BGH hob OLG-Urteil auf
BGH gibt geprellten Anlegern Recht

Anlagevermittler müssen gegenüber Kapitalanlegern auch ungefragt offen legen, wenn sie die Sicherheit einer Anlage nicht geprüft, sondern sich auf die Angaben des Anbieters verlassen haben.

din KARLSRUHE. Sonst haften sie nach einem Urteil des Bundesgerichtshofes (BGH) gegenüber dem Anleger, wenn die Informationen falsch sind. Verweise der Vermittler ohne Einschränkungen auf die Angaben des Kapitalsuchenden, mache er sich dessen Aussagen zu eigen, begründete das Gericht seine Entscheidung.

Der dritte Zivilsenat gab damit einer Frau recht, die sich 1995 auf Anraten eines Vermittlers an einer Gesellschaft beteiligt hatte. Bei seinen Beratungen bezog sich der Vermittler auf das Antragsformular. Darin bestätigte der Anbieter des Investments, „91 Prozent Ihrer Nettoanlagesumme“ seien abgesichert. Als der Initiator später pleite ging, stellte sich jedoch heraus, dass es sich um eine Schneeballsystem handelte. Die Frau verklagte den Vermittler auf 22 000 Euro Schadenersatz. Das Oberlandesgericht wies ihre Klage jedoch ab.

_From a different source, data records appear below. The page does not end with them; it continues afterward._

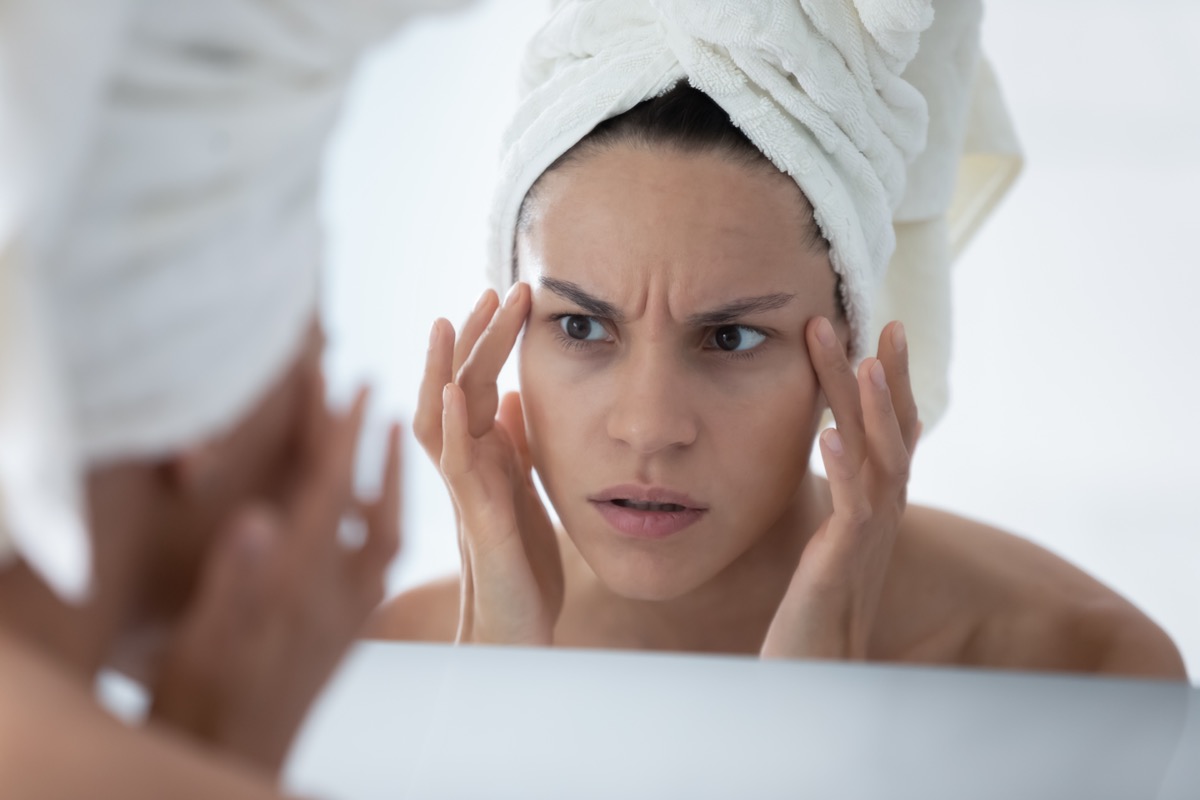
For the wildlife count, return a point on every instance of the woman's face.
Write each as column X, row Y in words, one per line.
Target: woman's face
column 669, row 396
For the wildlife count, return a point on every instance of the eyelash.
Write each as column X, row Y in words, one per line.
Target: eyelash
column 582, row 346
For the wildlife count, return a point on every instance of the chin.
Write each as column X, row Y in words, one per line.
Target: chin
column 639, row 576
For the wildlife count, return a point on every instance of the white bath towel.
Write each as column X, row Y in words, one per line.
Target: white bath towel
column 841, row 95
column 172, row 240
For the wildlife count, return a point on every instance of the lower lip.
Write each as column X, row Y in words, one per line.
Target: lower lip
column 647, row 524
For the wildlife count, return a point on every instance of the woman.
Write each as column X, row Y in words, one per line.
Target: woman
column 697, row 272
column 175, row 515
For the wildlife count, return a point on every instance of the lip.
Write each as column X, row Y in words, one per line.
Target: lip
column 647, row 524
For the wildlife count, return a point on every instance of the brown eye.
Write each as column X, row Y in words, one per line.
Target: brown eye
column 583, row 329
column 733, row 338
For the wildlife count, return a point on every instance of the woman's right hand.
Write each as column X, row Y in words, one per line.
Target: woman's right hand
column 511, row 567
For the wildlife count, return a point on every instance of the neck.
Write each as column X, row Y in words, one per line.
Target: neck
column 82, row 637
column 729, row 613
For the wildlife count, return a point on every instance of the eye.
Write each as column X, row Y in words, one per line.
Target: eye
column 737, row 338
column 583, row 329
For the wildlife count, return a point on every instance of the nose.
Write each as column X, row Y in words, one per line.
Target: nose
column 652, row 410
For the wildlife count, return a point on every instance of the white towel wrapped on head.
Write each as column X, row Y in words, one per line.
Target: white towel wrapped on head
column 166, row 244
column 840, row 95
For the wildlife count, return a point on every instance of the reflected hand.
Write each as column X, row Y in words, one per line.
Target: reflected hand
column 831, row 603
column 281, row 600
column 511, row 566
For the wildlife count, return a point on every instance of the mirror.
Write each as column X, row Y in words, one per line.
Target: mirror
column 1069, row 417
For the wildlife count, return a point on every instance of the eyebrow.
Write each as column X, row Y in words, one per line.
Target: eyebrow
column 730, row 312
column 736, row 310
column 576, row 294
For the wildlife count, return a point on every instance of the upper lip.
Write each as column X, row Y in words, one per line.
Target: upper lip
column 640, row 493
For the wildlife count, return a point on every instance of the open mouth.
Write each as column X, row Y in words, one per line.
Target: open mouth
column 637, row 505
column 647, row 512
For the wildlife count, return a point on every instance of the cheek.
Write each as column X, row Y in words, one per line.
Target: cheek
column 766, row 431
column 555, row 404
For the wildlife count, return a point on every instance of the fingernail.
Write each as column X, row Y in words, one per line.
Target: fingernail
column 826, row 335
column 877, row 377
column 511, row 296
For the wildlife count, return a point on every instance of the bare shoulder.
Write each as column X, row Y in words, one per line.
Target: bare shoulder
column 1017, row 605
column 102, row 757
column 425, row 613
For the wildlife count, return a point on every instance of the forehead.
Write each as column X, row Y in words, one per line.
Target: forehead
column 696, row 224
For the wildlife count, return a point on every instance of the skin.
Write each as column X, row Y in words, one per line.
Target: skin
column 219, row 582
column 783, row 563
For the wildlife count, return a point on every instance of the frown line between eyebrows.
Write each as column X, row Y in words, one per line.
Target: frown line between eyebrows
column 726, row 314
column 576, row 294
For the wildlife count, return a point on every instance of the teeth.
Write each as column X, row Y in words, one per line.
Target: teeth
column 648, row 506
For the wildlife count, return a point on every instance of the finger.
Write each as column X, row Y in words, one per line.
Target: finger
column 851, row 506
column 438, row 372
column 457, row 447
column 383, row 516
column 839, row 384
column 885, row 443
column 477, row 323
column 317, row 512
column 513, row 421
column 894, row 355
column 222, row 619
column 484, row 511
column 483, row 366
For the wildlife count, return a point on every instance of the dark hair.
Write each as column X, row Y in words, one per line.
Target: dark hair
column 685, row 119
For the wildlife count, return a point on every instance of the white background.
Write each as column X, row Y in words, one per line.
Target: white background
column 1074, row 414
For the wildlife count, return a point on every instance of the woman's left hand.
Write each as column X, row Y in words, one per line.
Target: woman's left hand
column 831, row 603
column 281, row 600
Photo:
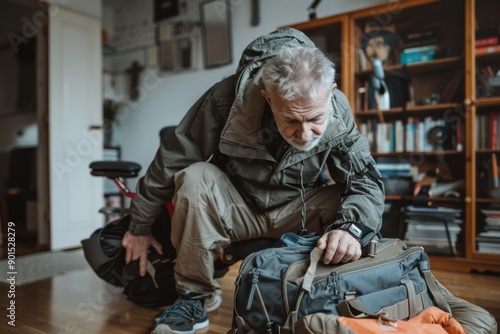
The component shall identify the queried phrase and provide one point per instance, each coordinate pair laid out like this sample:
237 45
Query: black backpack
106 256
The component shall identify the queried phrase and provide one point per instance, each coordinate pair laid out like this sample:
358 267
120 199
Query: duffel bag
275 287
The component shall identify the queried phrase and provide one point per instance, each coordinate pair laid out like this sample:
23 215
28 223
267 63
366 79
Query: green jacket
226 126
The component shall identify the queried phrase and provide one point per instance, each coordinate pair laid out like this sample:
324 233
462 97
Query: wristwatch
352 229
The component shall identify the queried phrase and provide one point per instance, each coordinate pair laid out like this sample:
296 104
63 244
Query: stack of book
413 136
488 241
487 134
486 45
434 228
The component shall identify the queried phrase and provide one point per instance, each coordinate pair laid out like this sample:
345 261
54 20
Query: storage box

Der BGH hob das Urteil jetzt auf und wies die Sache zur erneuten Verhandlung zurück. Der bei einer Anlagevermittlung entstehende Auskunftsvertrag verpflichte den Berater, den Anleger vollständig und richtig über alles zu informieren, was für dessen Entscheidung bedeutungsvoll sein könne. Von ungeprüften Angaben müsse sich der Vermittler daher distanzieren, wolle er nicht den Eindruck erwecken, er identifiziere sich mit ihnen.